# MIJ Washburn Eagle



## moonlington (Jul 3, 2008)

$500, not played since the 80's.



























:bow:
plays like something that plays really well!


----------



## Robert1950 (Jan 21, 2006)

I really like that! Give me a double cut any day.


----------



## moonlington (Jul 3, 2008)

Robert1950 said:


> I really like that! Give me a double cut any day.


yeah man. It's amazing.


----------



## corailz (May 1, 2008)

What a crazy guitar!!Congrat!!!I want it,i want it....!!!!!!!


----------



## Accept2 (Jan 1, 2006)

Those were great guitars but the necks are like baseball bats. When they first built them they only had a dealer netork of about 10 US stores. Because of the demand from people asking their local stores to order them, that number grew like wildfire pretty well overnight.............


----------



## Ti-Ron (Mar 21, 2007)

Wooow ! Nice one, I love woody guitars!


----------



## moonlington (Jul 3, 2008)

Accept2 said:


> Those were great guitars but the necks are like baseball bats..
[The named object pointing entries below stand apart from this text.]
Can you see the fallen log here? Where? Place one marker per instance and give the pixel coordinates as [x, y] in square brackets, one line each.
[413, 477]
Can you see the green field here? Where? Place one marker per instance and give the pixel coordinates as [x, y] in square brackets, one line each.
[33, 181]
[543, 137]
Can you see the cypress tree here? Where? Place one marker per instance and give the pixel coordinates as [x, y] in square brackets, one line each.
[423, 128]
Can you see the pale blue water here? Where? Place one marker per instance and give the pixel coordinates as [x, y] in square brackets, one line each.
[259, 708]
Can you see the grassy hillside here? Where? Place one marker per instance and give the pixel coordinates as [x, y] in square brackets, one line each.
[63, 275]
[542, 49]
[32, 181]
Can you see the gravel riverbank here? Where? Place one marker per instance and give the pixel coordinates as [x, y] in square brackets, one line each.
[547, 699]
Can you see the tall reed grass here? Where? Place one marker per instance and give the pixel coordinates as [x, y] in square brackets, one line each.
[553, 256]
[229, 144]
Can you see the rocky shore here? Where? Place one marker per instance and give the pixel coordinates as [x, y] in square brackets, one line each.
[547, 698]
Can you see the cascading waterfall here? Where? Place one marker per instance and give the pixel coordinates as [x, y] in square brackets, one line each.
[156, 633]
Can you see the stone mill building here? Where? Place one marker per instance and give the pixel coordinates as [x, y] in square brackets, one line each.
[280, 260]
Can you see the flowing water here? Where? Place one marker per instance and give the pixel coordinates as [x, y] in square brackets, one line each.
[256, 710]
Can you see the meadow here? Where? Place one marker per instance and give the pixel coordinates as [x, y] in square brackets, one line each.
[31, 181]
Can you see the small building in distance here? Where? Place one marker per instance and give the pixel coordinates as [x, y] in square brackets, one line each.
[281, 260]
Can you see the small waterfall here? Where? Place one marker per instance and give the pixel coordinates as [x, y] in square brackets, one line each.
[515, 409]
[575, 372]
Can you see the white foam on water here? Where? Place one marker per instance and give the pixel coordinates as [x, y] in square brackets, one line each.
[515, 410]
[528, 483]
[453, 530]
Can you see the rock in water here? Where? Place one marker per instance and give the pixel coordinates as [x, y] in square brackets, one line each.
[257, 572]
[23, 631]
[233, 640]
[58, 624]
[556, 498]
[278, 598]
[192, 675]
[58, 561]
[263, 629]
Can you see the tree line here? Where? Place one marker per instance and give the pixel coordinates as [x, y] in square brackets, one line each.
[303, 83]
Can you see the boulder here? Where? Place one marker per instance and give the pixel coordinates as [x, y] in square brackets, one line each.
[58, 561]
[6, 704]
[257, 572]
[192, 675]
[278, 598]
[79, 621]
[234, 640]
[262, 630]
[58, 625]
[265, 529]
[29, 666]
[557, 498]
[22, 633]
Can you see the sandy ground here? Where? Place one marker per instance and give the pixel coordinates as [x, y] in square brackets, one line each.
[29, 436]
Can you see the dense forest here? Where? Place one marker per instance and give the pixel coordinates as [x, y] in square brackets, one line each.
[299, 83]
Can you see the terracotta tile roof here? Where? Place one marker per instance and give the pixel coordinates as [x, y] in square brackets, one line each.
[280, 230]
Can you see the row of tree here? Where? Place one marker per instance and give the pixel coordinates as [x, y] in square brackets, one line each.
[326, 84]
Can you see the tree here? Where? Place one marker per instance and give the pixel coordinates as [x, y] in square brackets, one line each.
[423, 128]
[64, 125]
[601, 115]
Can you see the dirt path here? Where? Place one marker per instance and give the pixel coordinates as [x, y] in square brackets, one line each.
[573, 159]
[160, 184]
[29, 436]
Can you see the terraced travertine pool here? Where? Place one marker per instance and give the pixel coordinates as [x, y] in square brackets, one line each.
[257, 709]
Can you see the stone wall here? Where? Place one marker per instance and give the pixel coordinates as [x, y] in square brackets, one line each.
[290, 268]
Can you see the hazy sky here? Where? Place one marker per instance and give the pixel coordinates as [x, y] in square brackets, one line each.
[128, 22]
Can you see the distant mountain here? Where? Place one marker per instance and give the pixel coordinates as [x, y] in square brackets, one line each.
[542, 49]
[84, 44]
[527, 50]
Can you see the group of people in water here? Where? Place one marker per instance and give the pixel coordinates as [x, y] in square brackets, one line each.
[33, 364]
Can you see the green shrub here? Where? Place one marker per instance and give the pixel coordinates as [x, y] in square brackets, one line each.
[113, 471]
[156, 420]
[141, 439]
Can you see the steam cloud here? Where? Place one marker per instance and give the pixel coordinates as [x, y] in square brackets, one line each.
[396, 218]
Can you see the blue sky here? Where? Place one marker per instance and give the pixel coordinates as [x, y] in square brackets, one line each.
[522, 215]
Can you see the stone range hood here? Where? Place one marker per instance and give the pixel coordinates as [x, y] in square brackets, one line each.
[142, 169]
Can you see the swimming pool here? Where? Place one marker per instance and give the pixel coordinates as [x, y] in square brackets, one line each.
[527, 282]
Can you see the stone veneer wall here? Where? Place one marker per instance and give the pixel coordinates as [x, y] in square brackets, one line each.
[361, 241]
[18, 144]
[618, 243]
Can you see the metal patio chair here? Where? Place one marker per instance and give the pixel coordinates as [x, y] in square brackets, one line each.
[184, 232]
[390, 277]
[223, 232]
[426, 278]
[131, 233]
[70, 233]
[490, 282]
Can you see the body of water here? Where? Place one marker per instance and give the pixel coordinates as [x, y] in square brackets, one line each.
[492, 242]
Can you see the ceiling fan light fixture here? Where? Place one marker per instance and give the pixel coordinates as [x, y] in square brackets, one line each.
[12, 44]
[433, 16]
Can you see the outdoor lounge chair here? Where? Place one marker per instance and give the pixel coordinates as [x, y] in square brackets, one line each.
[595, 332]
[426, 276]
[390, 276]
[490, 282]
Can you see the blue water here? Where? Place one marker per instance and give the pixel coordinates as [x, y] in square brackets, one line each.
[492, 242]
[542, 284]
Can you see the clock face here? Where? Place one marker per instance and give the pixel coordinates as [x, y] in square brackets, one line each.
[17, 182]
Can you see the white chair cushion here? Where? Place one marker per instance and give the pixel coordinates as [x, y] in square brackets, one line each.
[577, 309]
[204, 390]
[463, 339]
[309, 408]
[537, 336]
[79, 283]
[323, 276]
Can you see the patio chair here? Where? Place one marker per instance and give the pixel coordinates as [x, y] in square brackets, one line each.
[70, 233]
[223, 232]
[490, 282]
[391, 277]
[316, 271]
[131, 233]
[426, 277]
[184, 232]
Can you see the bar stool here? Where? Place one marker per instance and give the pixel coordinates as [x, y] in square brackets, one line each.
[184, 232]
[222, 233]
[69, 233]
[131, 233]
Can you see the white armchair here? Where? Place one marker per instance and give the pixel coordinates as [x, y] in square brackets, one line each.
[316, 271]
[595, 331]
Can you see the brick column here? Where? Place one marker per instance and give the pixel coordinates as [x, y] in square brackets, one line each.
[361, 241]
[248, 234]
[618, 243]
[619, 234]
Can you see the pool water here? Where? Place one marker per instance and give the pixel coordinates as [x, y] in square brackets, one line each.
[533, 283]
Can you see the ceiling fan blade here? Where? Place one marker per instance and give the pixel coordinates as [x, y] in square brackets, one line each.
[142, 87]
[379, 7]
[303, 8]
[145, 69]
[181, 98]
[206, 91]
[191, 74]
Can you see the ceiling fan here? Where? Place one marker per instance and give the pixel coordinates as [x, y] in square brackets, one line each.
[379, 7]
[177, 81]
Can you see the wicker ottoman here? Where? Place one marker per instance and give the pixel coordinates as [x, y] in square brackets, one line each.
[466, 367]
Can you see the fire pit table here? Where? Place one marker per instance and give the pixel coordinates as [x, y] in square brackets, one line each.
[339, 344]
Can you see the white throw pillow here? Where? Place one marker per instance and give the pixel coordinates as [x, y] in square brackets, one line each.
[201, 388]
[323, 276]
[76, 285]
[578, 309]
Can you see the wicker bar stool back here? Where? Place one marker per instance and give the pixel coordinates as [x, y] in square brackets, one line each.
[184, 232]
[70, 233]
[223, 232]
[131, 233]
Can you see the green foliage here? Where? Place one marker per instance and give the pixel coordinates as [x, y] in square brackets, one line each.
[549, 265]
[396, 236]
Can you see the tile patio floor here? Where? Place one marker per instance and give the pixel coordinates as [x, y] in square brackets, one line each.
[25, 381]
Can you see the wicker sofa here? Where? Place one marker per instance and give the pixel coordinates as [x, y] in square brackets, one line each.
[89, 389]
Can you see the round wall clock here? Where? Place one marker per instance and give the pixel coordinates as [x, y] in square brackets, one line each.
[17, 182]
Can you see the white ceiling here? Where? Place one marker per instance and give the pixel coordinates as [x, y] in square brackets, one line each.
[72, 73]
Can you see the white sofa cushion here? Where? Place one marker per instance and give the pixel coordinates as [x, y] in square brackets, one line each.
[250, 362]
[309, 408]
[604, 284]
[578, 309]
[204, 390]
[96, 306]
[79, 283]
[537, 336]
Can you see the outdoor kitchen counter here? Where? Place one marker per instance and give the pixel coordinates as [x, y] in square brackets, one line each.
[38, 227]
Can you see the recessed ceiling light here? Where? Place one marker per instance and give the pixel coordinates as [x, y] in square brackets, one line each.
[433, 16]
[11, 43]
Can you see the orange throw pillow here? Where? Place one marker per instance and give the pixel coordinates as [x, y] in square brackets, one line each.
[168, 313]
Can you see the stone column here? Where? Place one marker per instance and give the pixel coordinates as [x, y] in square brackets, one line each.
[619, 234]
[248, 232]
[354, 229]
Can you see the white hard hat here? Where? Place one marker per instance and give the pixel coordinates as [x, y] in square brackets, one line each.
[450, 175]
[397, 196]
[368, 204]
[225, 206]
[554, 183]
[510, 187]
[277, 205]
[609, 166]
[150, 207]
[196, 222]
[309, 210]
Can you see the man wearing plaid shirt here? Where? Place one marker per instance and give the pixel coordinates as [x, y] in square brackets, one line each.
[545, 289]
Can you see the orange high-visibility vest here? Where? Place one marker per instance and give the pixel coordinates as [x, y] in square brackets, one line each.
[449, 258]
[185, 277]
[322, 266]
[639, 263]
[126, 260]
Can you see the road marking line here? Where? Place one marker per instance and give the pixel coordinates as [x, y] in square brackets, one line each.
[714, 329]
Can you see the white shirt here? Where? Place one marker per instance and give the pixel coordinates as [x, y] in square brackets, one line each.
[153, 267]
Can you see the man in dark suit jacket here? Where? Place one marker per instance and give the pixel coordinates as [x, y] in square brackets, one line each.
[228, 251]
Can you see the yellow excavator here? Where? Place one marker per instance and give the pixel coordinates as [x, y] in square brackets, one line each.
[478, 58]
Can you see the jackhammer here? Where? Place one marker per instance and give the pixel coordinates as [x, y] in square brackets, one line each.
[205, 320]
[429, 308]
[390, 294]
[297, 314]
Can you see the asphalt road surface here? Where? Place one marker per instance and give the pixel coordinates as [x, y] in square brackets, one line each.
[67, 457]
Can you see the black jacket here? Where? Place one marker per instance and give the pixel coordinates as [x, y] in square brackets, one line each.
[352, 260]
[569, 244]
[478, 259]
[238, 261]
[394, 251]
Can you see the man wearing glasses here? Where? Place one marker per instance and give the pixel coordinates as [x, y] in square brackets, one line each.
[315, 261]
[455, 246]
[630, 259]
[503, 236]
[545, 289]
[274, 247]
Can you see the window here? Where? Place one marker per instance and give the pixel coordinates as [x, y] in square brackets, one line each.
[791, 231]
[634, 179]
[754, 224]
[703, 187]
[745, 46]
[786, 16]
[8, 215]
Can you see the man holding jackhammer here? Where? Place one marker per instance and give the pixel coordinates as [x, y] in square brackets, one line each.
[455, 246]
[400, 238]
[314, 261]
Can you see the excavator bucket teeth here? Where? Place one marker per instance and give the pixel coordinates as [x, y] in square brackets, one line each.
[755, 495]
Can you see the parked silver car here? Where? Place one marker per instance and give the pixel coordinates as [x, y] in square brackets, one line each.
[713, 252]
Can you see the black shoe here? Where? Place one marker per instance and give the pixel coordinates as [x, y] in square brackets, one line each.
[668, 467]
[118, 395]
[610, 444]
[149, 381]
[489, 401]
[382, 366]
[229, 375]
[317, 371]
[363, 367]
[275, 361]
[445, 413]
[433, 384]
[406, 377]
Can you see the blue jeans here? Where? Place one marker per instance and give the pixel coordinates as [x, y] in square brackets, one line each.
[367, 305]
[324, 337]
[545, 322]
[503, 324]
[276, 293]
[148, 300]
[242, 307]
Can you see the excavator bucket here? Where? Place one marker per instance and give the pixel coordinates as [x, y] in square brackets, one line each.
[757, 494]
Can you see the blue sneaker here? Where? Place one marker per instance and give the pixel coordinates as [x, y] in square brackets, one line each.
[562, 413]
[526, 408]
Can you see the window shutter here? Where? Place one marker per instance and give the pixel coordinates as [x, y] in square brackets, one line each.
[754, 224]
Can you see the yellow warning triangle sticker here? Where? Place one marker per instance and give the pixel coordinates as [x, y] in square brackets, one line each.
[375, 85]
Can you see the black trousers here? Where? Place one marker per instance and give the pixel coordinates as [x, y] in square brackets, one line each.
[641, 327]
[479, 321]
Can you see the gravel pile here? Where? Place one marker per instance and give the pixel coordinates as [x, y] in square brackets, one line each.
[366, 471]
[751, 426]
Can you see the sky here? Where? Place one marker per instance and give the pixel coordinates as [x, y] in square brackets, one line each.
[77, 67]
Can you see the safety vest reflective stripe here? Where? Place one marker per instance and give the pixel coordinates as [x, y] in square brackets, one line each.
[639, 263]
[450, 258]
are we talking about the same guitar?


----------



## Maxer (Apr 20, 2007)

Wow, what a beauty. Congratulations! Love the two tones and that classic striping effect... kind of reminds me of the old Aria guitars, but nicer.


----------



## bluezombie (May 7, 2007)

I have the exact same amp. Quite a little devil, eh? :smilie_flagge17:


Beautiful guitar by the way!


----------



## Ripper (Jul 1, 2006)

reminds me alot of some of the old neck through Aria Pros and Vantages that were around in the late 70s early 80s. Very sweet guitar.


----------



## shiva (Jul 9, 2008)

Wow, that is one nice looking guitar.


----------



## moonlington (Jul 3, 2008)

thanks guys.


----------



## Oscar (Sep 23, 2008)

*Washburn Falcon*

What you have is a Washburn Falcon. This model guitar was produced in larger volume compared to the Eagle. The Eagle is the rarer model of the "wing series". The difference is that the backside of the body on an Eagle has a cutaway for more comfort "the falcon is flat". Also the knobs are metal consisting of Brass or chrome along with gold plated hardware "not all Eagles consist of gold plated hardware". So thats basically the difference. The "Eagle" is a more fancy guitar of the "Wing Series".


----------



## Accept2 (Jan 1, 2006)

There is very little difference between the Falcon and Eagle other than looks. I had an Eagle and other than some wing inlays, brass appointments, and some albalone inlaid around the body and neck, the guitar was pretty much the same as this one.............


----------



## Milkman (Feb 2, 2006)

Beautiful guitars.

I worked in a shop that dealt Washburn. We had one of the White with gold Eagles.

As I recall it was evey inch a Les Paul (with a double cutaway of course) and very nicely ornamented. Again, as I recall, it was also neck heavy which is the only reason I dodn't grab it when it was sold off at a discount as N.O.S.

Of course, that was long time ago and my memory may be playing tricks on me regarding the neck heaviness.


----------